The Bamiyan Buddhas – what next?

2020-12-11

In 2001, the Taliban blew the Bamiyan Buddha statues to pieces. Since then, UNESCO and others have been deliberating whether they ought to be reconstructed.

Now the current state of the discussion has been published by Springer in a volume entitled The Future of the Bamiyan Buddha Statues, summarising the outcomes of a UNESCO conference held in Tokyo in 2017. The book contains a chapter by Cornelius Holtorf entitled “Destruction and Reconstruction of Cultural Heritage as Future-Making“. He argues that before any specific reconstructions of the Buddha statues are commissioned, we should consider several alternative futures for the past:

  • will there be new audiences for heritage among the growing populations of Asia?
  • Will digital and interactive ways of presentation reduce the significance of genuine artefacts?
  • Will the preference for dark and painful heritage grow and perhaps increasingly demand stories about the Taliban rather than about Buddhism?
  • Or will heritage tourism come to an end altogether? 

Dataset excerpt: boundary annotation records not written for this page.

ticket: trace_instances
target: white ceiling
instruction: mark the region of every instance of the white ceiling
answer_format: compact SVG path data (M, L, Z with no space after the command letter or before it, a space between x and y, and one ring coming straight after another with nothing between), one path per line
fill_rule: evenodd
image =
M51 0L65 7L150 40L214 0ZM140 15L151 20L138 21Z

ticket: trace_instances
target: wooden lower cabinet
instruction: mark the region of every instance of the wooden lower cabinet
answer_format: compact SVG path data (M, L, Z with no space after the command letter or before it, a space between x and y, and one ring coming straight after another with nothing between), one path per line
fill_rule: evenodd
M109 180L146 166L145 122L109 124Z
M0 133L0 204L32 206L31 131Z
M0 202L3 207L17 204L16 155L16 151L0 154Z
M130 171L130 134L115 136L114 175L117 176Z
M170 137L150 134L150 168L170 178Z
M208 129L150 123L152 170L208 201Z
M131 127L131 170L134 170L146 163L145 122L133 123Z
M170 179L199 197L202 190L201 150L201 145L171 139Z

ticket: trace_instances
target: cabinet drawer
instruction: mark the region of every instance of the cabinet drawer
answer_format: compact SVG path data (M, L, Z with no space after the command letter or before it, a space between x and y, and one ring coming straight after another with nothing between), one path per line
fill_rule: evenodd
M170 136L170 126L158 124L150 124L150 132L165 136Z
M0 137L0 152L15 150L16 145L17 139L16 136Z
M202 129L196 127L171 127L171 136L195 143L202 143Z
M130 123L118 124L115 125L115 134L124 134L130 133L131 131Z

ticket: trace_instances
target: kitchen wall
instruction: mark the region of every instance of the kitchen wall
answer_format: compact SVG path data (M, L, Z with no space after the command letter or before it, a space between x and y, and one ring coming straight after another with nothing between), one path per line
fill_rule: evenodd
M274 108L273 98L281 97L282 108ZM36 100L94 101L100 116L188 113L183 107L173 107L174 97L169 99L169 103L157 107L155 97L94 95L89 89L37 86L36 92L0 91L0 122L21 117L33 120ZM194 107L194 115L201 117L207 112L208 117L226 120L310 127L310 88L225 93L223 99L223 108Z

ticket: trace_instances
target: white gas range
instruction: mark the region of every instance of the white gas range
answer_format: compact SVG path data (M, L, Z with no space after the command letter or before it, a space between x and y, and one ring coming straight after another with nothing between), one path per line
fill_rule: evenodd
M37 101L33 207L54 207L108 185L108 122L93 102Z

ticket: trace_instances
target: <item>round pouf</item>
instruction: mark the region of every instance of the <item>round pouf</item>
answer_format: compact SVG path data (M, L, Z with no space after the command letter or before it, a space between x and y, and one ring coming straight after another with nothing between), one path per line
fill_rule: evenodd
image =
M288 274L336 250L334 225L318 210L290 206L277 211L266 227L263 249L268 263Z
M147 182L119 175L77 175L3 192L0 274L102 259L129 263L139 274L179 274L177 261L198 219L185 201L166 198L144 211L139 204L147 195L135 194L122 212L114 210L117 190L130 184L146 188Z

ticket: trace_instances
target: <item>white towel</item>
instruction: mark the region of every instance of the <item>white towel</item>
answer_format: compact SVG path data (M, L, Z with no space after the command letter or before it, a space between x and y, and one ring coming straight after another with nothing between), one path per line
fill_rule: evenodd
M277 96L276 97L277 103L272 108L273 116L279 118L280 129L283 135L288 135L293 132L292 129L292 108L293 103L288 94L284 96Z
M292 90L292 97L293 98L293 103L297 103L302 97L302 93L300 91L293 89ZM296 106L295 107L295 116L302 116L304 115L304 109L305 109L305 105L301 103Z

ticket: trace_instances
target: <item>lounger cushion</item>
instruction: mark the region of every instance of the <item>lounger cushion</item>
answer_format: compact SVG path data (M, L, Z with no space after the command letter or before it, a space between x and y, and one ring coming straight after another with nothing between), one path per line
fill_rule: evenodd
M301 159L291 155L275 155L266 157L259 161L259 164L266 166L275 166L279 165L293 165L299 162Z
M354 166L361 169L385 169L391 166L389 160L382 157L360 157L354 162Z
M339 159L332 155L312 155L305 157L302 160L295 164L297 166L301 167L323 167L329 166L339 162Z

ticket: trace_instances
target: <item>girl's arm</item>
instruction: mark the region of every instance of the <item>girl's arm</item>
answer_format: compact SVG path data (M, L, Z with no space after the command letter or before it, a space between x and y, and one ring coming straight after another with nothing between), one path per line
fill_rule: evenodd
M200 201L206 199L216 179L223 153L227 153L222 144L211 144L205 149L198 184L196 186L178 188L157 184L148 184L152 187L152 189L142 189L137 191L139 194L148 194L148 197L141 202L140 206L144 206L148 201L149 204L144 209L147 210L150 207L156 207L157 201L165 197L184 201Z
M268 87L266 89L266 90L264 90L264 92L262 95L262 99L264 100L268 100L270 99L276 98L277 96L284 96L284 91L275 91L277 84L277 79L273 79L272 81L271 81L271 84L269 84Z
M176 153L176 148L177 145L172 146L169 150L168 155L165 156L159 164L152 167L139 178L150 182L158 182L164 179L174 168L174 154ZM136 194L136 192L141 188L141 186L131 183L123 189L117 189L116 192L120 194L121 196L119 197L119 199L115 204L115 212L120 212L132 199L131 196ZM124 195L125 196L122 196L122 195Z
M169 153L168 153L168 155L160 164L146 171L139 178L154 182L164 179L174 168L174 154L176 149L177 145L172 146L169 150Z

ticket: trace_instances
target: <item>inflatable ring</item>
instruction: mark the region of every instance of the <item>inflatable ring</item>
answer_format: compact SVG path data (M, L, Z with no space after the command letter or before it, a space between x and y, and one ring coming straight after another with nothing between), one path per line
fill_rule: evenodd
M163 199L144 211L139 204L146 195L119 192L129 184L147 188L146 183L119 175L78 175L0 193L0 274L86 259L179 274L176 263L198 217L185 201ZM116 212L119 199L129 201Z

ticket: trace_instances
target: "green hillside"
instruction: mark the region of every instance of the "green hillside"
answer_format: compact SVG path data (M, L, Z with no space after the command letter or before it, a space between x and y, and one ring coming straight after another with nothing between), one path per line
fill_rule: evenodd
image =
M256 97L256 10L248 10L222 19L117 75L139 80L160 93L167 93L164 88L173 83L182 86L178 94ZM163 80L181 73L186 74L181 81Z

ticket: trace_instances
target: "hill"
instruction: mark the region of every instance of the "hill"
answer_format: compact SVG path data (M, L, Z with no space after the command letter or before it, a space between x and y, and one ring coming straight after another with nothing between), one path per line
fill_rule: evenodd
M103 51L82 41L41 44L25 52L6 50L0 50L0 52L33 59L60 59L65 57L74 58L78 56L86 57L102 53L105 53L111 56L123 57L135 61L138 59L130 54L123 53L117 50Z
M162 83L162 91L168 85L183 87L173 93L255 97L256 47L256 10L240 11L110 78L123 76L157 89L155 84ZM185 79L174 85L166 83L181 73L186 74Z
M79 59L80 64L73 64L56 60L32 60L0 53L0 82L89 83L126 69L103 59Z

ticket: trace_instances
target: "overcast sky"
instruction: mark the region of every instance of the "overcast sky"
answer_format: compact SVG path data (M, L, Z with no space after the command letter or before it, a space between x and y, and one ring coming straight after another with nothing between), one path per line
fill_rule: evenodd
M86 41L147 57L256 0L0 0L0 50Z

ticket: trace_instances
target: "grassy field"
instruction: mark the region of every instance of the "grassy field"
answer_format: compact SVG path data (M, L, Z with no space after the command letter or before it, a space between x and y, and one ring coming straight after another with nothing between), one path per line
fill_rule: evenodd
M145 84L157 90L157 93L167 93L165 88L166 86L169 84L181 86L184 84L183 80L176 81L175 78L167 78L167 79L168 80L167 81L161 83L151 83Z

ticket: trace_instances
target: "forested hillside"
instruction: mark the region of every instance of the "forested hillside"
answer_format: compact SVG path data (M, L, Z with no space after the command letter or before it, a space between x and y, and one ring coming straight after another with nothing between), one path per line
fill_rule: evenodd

Managing Heritage in Times of Crisis

2020-10-17

The ICOMOS 6ISCs Joint Meeting “Advancing Risk Management for the Shared Future” was held virtually on 17 October 2020, assembling ca 100 participants from around the world, with more being able to watch the recording afterwards. The aim of the meeting was to develop risk management for cultural heritage.

Cornelius Holtorf contributed with a paper on “The Significance of Managing Heritage Processes in Times of Crisis” in which he argued that risk management strategies should give more attention to managing processes and practices of heritage.

The paper is available as an oral presentation and in written form as part of the meeting’s proceedings.

Authenticity and Reconstruction

2020-10-05

Authenticity and the reconstruction of cultural heritage are today on the top of the agenda of heritage studies. They reemerged in the aftermath of natural disasters and human conflicts resulting in destructions of cultural heritage, such as the recent military conflicts in Syria.

Can, and, indeed, should, destruction be undone? Does the reconstruction of cultural heritage always lie in the best interests of the local population? How can heritage best contribute to future-making? What is the relationship between the values of a given heritage and the circumstances of its creation or re-creation?

The articles in a new special issue on Authenticity and Reconstruction of the International Journal of Cultural Property, edited by Cornelius Holtorf, explore some of these issues:

The papers are combining current thinking in different disciplines (psychology, architecture, urban planning, historic preservation, and archaeology) with practical examples from around the world. They derive from the pilot workshop of the ICOMOS University Forum, titled “A Contemporary Provocation: Reconstructions as Tools of Future-making“. Held on 13–15 March 2017 at ICOMOS’s international head- quarters in Paris, France, the workshop was co-organized by Cornelius Holtorf (Linnaeus University, Sweden), Loughlin Kealy (University College Dublin, Ireland), Toshiyuki Kono (ICOMOS/Kyushu University, Japan), and Marie-Laure Lavenir (ICOMOS, France). As an event of the ICOMOS University Forum, its aim was to stimulate dialogue between professional heritage consultants and academic heritage experts.